SAN DIEGO – Lung transplantation centers that are considered low volume tend to have lower rates of survival than do those of their medium- and high-volume counterparts when patients are bridged via extracorporeal membrane oxygenation (ECMO), according to researchers.
Even so, there is a point at which survival outcomes begin to improve for low-volume centers, they added.
“Increasingly, [ECMO] is used as a bridge to lung transplantation; indeed, the use of ECMO has tripled over the past 15 years and survival has increased by the same magnitude,” Dr. Jeremiah A. Hayanga said at the annual meeting of the Society of Thoracic Surgeons.
“An entire body of literature has linked high-volume [centers] to improved outcomes in the context of complex surgical procedures. Lung transplantation [LTx] falls within the same domain, and has been considered subject to the same inverse volume-outcome paradigm,” said Dr. Hayanga of Michigan State University, Grand Rapids.
He and his coinvestigators conducted a retrospective analysis of 16,603 LTx recipients in the International Registry for Heart and Lung Transplantation (ISHLT) who underwent ECMO as their bridging strategy between 2005 and 2010. Centers were stratified into categories of low, medium, and high based on the volume of LTx procedures performed over the study interval: Low was defined as fewer than 25, medium as 25-50, and more than 50 as high volume.
Overall, 85 of the 16,603 transplant recipients in the study population were bridged via ECMO: 20 (23.5%) of them in low-volume centers, 30 (35.3%) in medium-volume centers, and 35 (41.2%) in high-volume centers. The researchers used Cox proportional hazard modeling to identify predictors of both 1- and 5-year survival rates, which were found to be significantly lower in low-volume centers – 13.61% at 5 years post LTx.

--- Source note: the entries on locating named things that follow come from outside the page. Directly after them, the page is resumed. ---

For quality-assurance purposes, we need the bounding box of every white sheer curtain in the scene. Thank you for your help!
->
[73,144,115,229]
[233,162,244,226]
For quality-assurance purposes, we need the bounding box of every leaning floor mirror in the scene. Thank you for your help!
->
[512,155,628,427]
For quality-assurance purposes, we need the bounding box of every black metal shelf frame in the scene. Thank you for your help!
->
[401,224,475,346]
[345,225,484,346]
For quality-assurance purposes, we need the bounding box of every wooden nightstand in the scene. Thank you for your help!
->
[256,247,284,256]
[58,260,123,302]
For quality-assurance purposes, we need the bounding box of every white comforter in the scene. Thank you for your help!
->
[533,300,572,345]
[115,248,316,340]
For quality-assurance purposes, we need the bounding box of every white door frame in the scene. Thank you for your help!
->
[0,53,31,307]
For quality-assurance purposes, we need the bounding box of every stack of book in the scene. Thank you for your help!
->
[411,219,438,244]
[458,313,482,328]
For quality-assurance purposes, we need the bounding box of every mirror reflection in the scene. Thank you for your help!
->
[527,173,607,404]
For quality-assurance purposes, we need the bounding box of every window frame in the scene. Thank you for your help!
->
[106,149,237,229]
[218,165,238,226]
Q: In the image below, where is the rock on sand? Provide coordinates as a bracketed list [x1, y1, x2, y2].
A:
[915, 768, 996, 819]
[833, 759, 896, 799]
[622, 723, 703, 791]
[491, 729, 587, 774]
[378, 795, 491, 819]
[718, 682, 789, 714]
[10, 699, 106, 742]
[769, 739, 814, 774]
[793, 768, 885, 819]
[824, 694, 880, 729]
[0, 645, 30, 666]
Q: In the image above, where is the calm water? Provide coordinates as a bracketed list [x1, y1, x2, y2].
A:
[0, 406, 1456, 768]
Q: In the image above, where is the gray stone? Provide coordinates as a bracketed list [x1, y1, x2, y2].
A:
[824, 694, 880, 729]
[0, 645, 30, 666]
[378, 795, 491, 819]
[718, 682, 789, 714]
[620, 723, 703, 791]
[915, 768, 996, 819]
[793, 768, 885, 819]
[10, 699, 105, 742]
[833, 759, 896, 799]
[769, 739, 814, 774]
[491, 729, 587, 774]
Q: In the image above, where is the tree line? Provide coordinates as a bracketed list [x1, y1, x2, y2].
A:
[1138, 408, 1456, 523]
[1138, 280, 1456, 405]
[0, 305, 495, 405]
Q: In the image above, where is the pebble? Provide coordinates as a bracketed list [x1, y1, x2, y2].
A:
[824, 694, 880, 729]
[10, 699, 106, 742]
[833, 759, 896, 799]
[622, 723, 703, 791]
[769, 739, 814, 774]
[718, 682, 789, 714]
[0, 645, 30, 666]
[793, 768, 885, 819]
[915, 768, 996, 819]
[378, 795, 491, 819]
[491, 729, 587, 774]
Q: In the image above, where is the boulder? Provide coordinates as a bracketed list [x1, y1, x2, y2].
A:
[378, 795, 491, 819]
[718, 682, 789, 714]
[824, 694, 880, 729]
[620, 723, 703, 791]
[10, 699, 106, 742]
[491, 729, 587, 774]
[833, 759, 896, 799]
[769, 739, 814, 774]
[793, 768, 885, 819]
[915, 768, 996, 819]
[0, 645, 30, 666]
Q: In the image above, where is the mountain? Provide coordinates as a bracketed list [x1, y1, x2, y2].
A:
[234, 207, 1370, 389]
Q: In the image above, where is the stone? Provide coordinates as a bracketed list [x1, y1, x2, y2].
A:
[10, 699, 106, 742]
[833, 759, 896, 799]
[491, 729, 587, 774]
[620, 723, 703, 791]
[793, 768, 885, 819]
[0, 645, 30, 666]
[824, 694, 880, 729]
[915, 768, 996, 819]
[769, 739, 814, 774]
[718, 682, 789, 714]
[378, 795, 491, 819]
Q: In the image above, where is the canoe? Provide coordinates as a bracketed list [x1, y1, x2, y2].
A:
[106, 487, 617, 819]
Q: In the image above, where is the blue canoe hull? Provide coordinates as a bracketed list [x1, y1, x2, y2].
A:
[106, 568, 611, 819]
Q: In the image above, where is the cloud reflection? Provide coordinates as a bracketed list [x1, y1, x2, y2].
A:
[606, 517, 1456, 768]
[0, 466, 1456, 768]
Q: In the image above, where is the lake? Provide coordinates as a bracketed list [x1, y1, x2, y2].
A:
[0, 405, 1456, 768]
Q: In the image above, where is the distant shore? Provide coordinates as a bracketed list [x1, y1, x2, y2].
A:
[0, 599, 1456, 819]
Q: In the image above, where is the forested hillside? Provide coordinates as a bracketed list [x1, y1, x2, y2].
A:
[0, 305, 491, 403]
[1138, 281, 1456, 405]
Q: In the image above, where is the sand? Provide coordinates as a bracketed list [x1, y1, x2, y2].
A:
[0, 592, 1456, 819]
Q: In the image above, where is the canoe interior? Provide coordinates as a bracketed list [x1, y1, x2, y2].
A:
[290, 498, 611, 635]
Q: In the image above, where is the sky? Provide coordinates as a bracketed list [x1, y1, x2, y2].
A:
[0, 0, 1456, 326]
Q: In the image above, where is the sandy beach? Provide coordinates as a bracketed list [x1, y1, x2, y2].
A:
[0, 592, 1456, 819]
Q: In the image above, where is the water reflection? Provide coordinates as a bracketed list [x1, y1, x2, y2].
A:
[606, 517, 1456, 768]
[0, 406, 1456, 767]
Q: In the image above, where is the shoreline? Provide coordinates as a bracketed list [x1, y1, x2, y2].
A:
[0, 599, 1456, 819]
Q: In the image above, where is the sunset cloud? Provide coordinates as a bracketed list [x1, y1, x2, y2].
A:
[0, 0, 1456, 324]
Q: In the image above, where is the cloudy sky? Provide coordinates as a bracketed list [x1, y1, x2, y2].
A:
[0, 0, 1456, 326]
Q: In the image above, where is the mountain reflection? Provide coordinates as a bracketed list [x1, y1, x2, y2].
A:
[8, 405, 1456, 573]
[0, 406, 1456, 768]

Looking at just the high-volume and low-volume centers, the researchers noted “significant differences” in both 1-year and 5-year survival rates when ECMO was used for bridging. One-year survival probability was roughly 40% in low-volume centers and roughly 70% in high-volume centers, while 5-year survival probability was well under 25% for recipients from low-volume centers and around 50% for those from high-volume centers (P = .0006). No significant differences existed for non-ECMO patients, regardless of center volume.
“No differences existed in survival in medium- and high-volume centers,” said Dr. Hayanga. “Transplanting without ECMO as a bridge showed fewer survival differences for both 1-year and 5-year survival. However, when ECMO was used as a bridge, the low-volume center [survival rates] were dramatically lower at both 1 year and 5 years.”
When Dr. Hayanga and his colleagues examined procedural volume as a continuous variable, however, a single inflection point was determined as the point at which survival outcomes steadily improve – 19 procedures. Centers that performed at least 19 LTx procedures between 2005 and 2010 experienced an uptick in survival rates, even though centers that saw 19-25 procedures were still considered low volume, the researchers noted.
“The corresponding c-statistic, however, is just under 60%,” cautioned Dr. Hayanga. “The C-statistic is a measure of the explanatory power of a variable – in this case, [center] volume – in accounting for the variability in outcome, or survival in this case. To put that number into context, a C-statistic of 50% means ‘no explanatory power’ whatsoever.”
Dr. Hayanga explained that he and his coauthors compared transplant recipient and donor characteristics using analysis of variance (ANOVA) and chi-square tests to compare variables, cumulative survival using Kaplan-Meier curves, and significance using log-rank tests.
Dr. Hayanga reported no financial conflicts of interest.